Die Känguru-Verschwörung ©2022 X Verleih

Yet DIE KÄNGURU-VERSCHWÖRUNG offers us some surprising and daring moments, which are strung together almost exclusively in the first half hour. Whether it is a sketch in the form of a sitcom performance or even an unexpectedly long black fade, which at times can even trick the audience into believing that a cinema defect is present – there is no end to the limits of cinematographic creativity. As in the first part, we also get an extremely convincing portrayal of the kangaroo. Of course, this is not based on a real animal, but we see a computer animation. When filming, actors in appropriate motion capture suits were used wherever possible. In some cases, however, the actors had to mime their role without a counterpart and only interact with air.

The end has come

While Dimitrij Schaad follows on from his performance in the first film and presents a convincing portrayal of Marc-Uwe Kling, it is above all Petra Kleinert who shines fabulously in her likeable role as the conspiracy theorist.
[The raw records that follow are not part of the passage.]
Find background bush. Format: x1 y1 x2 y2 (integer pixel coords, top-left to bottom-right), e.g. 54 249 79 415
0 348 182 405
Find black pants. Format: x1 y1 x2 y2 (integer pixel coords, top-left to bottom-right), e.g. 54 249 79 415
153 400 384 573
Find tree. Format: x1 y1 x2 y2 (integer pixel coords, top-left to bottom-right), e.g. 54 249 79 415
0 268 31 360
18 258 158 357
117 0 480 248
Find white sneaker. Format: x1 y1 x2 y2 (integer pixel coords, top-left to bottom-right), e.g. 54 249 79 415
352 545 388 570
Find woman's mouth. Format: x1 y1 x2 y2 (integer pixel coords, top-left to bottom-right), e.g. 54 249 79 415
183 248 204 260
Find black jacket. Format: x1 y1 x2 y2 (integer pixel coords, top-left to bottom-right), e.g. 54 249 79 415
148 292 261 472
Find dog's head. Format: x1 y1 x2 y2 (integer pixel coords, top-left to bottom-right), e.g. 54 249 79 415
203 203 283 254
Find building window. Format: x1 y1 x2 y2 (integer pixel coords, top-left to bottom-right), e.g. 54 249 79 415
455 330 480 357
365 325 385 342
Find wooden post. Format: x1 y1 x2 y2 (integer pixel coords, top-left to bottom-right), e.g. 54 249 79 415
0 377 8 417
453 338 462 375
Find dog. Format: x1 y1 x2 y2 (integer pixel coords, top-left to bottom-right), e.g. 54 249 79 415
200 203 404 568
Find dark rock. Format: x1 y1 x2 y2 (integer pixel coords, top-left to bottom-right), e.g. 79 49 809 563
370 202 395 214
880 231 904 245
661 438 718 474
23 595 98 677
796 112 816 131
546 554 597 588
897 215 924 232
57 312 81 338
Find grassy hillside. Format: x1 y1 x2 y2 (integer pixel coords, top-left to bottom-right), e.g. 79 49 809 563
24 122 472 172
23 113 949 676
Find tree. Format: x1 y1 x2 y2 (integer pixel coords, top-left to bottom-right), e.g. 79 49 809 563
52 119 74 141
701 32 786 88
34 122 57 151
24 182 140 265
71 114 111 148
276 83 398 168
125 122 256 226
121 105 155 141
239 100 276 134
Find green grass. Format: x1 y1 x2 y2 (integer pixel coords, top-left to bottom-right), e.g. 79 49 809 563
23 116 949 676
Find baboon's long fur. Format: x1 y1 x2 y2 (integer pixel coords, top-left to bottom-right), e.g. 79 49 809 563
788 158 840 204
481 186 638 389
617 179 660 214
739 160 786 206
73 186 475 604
There is an extreme amount of passion, warmth and an intense engagement with the scripted character in her portrayal. Other actors such as Michael Ostrowski, Benno Fürmann and Volker Zack, on the other hand, play rather their own artificial characters, who have merely been adapted to the local production.

Die Känguru-Verschwörung

Die Känguru-Verschwörung ©2022 X Verleih

Tragically, the actually quite biting and sharp-tongued critiques of society and politics that we know from Marc-Uwe Kling’s pen are here merely striking and superficial hints that lack a little courage. Instead of firing off a veritable fireworks display of political satire, the entire work merely focuses on the discussion of lateral thinkers and questionable ideologies and, instead of profundity, relies more on half-baked entertainment that exploits the full spectrum of jokes about conspiracy theorists. Not exactly conducive to this is the fact that DIE KÄNGURU-VERSCHWÖRUNG weakens massively, especially in the last third, and prefers to rely on insane exaggerations instead of creating a clever rounding off with well-directed punchlines.


Thus, although the sequel to the kangaroo story is a basically successful film that can surpass the previous part in terms of quality, it unfortunately still fails to exploit its full potential and prefers to entertain and be family-friendly. A second viewing of the film in particular nevertheless throws up clear quality deficiencies and gaps in content that fall victim to the many shenanigans. Although it is clear that the entire team had a lot of fun making the film, Marc-Uwe Kling should ask himself whether this is simply what his character stands for or whether, in a possible sequel, he would prefer to take aim at current events on a larger scale and with much more black humour.